Gwent is a game in which success is heavily reliant on your ability to manage the number of cards in your hand. By removing any other cards of the same name you already know you can play those cards at any time when you play the card with the Muster ability. This essentially gives you more than 10 cards in your hand and a significant advantage in the match.
This same strategy works with a leader ability that plays a certain weather card. The leader ability pulls the weather card from your deck, not your hand. For example, if you choose a leader with the ability to use a Torrential Rain card from your deck, and you draw a Torrential Rain card in your opening hand, use your mulligan to remove it. You don't need the card in your hand because you can draw it from your deck at any point with your leader ability. The only reason to keep it would be if you anticipate the need for two of that weather card.

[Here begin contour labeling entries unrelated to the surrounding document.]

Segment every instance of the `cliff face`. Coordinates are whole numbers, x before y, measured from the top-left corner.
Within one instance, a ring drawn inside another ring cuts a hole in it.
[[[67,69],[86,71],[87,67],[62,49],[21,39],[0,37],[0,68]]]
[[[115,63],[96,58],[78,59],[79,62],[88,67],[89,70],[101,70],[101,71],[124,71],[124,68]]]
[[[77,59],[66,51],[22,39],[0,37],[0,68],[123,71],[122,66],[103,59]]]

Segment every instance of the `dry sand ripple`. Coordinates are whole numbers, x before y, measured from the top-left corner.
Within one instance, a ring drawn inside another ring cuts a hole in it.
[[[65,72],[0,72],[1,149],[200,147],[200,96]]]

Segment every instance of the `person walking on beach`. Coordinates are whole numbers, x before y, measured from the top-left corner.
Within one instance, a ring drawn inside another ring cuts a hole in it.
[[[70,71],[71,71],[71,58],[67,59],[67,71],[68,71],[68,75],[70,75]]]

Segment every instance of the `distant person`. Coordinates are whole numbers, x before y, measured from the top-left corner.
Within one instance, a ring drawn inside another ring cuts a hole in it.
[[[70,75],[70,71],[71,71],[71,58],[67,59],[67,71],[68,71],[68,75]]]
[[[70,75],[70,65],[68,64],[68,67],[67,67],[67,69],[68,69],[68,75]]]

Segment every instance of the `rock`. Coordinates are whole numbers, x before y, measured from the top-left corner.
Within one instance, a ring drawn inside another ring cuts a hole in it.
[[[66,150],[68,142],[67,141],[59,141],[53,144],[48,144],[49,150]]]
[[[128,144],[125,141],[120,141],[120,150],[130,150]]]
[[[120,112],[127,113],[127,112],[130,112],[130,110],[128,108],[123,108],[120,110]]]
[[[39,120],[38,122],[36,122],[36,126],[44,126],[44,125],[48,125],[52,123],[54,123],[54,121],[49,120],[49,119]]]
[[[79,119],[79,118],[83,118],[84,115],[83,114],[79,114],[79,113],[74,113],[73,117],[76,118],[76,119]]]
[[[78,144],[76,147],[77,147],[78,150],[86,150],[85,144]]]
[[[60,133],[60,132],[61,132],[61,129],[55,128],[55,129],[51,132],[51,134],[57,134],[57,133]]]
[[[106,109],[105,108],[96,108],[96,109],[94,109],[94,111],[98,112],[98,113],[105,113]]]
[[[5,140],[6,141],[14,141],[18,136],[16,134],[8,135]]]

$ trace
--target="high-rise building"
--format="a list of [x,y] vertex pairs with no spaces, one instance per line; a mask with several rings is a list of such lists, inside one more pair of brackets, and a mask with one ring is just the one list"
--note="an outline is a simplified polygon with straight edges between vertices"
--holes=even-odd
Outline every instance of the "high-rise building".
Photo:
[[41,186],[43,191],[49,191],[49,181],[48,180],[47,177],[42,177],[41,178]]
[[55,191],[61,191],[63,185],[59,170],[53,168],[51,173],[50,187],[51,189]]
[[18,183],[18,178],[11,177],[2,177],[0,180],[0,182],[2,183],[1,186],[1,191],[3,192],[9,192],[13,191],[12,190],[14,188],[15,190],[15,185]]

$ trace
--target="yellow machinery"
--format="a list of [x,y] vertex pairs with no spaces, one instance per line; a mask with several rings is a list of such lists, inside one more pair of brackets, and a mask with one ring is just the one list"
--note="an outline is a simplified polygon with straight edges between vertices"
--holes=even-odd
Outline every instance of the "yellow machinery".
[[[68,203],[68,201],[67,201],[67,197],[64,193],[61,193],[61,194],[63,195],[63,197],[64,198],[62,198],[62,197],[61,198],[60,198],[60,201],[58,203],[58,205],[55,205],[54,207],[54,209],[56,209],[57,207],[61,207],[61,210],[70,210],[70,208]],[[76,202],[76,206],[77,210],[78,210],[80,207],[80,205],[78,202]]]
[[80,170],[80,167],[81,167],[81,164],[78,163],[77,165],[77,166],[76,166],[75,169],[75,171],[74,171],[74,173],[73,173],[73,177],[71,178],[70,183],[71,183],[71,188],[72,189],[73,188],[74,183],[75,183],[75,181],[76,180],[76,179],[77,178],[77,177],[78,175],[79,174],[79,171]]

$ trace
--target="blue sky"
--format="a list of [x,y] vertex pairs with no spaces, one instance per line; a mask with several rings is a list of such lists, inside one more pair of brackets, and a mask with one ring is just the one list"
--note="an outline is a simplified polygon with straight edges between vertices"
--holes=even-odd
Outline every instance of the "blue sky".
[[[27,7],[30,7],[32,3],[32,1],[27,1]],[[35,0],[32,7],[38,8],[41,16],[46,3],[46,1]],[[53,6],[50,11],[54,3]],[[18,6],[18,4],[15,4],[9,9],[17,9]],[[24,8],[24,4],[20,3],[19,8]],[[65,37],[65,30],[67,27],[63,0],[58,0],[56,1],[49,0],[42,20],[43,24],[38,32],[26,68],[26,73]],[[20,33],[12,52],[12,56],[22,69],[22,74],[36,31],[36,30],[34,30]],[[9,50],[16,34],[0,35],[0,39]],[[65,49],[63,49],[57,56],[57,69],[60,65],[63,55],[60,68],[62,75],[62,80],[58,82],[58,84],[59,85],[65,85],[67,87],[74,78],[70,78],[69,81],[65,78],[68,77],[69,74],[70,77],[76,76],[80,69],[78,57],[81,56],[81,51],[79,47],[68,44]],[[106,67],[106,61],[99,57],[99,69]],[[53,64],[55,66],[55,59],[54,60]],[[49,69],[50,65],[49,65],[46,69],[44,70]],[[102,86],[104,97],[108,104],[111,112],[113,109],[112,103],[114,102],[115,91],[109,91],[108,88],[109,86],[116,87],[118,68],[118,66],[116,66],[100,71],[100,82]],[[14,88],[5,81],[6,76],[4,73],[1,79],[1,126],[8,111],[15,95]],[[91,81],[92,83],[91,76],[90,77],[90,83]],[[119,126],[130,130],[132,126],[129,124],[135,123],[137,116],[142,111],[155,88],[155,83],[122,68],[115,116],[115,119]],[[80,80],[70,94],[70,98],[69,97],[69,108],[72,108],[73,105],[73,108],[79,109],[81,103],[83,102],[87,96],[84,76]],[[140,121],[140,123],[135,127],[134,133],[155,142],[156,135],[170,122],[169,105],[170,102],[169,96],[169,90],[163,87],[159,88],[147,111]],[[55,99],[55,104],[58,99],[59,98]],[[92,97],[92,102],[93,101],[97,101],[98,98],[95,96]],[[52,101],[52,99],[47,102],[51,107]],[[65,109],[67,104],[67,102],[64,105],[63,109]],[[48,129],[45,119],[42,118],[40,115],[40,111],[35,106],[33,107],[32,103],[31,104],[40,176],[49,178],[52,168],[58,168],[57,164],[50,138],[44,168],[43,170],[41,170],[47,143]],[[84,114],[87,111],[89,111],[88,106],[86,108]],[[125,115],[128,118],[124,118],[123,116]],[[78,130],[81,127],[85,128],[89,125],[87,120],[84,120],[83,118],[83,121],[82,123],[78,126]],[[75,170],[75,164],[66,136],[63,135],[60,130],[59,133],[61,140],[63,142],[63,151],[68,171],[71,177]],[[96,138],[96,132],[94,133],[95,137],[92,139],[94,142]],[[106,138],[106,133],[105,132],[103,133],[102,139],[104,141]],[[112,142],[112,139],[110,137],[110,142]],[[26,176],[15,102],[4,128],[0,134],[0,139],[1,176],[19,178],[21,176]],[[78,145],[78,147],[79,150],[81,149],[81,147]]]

You can use a similar strategy with Medic cards. You never want to play a Medic card in the first round because nothing has been discarded yet (unless a Scorch card is used). However, you know that when you play your Medic card you will be able to draw a card you used in a previous round. This allows you to use a card in the current round that you might normally save for a future round. For example, if you have a leader with the ability to double the value of Siege units, you generally want to save your highest valued Siege card to use in conjunction with that ability. However, with a Medic card you can play that high value Siege card in the first round to help you win the round, then play the Medic card in the second round, pulling the Siege card from the discard pile and then using your leader ability.